GALVESTON, Texas (Aug. 29, 2014) – A quick look at the diverse engineering projects headed by the U.S. Army Corps of Engineers was all it took to convince a young engineering graduate wanting to make his mark in the profession that this is where he needed to be. However, the career path for Department of the Army (DA) Civil Engineer Intern Tom Brauer, who entered the Corps 18 months ago through the DA Intern Program, wasn’t always this clear.
Originally entering college with every intention of using his natural abilities in art and design to become an architect, Brauer’s love of math and science over-rode these abilities and he found himself changing his major in his sophomore year, noting that the switch to becoming an engineer wasn’t completely without precedence.
“My grandfather on my dad’s side of the family was a civil engineer working for the U.S. Geological Survey and later the CSX railroad,” said Brauer.
As a DA intern, Brauer participates in special developmental assignments around the Corps that provide him with knowledge and experience he can use to assist his colleagues in the H&H Division.
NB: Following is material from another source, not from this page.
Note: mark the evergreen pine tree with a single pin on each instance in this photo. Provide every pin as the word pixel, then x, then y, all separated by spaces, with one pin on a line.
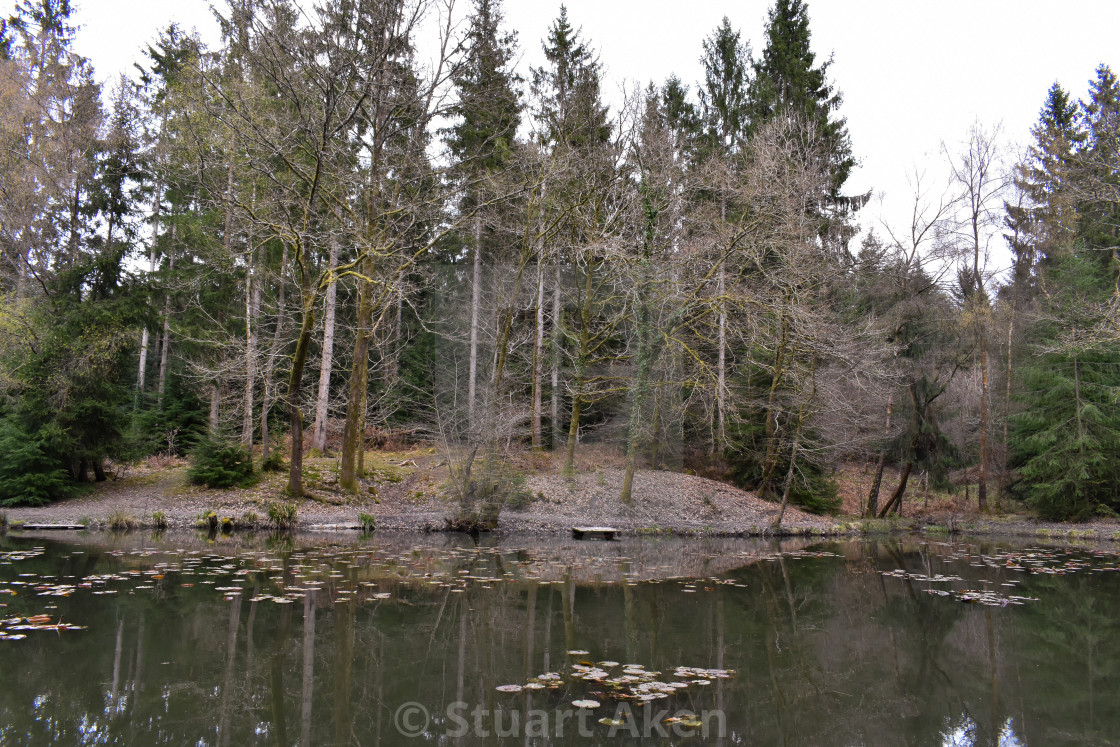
pixel 724 93
pixel 1066 438
pixel 787 82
Currently on assignment at the Environmental Research and Development Center (ERDC) in Vicksburg, Miss., Brauer is working on a sediment management optimization tool, a navigation data analysis project and a Dredged Material Management Plan Sustainability Study.
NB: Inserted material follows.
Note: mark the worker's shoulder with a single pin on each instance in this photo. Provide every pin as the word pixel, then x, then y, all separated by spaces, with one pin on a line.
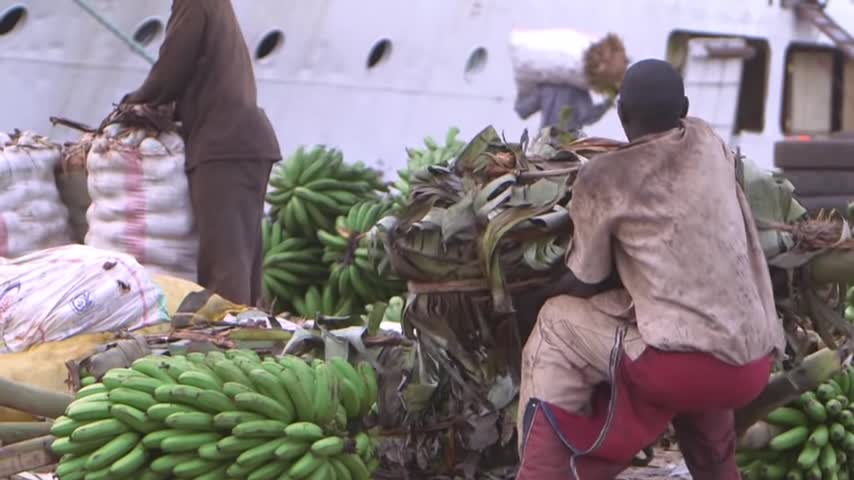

“Tom has shown exceptional ability with hydrodynamic modeling,” said Rob Thomas, chief of the H&H Division and Brauer’s supervisor. “His work demonstrating the capabilities of RAS2D (two-dimensional modeling) enabled him to help develop new modeling methodologies. He has also shown incredible initiative, resulting in a developmental assignment to ERDC-Coastal & Hydraulics Laboratory to upgrade systems that will enable engineers, planners and operators to better plan and manage navigation projects.”
When asked what he likes most about his work, Brauer noted that he enjoys the challenging nature of the projects and tasks he is assigned to assist with.
“I enjoy being given a difficult problem and applying my technical skills to develop a solution,” Brauer said.
No stranger to challenges, Brauer’s dedication overlaps in his personal life in the form of distance running – a passion that began in high school while a member of the cross country team and perfected over the years as he transformed into an elite marathoner.
In January 2014, Brauer ran the Houston Marathon and finished 67th overall with a time of 2:50:35. In May he traveled to Boston for his 8th marathon, pushing himself to run his 3rd Boston Marathon at a personal best time of 2:49:08.
News of his Houston Marathon accomplishment reached USACE Headquarters and the USACE Chief of Engineers and Commanding General of the USACE, Lt. Gen. Thomas Bostick, sent him a congratulatory letter that read, “Truly amazing! Thank you for serving as an intern with the Galveston District. We’re fortunate to have you on our team.”
Scheduled to graduate from the DA Intern Program in December 2014, Brauer is hoping he will remain in the USACE Galveston District as a civil engineer but adds that wherever the Army sends him, he’s happy he chose an engineering path and a career with the Corps.
A Florida native, Brauer earned both his Bachelor of Science in Civil Engineering (2010) and his Master of Engineering degrees in Civil Engineering-Hydrology and Water Resources (2011) from the University of Florida. When not working or training to break a five-minute mile he is either teaching Bible study at Coastal Community Church in Galveston or can be found exploring the outdoors on his mountain bike, kayak or sailboat.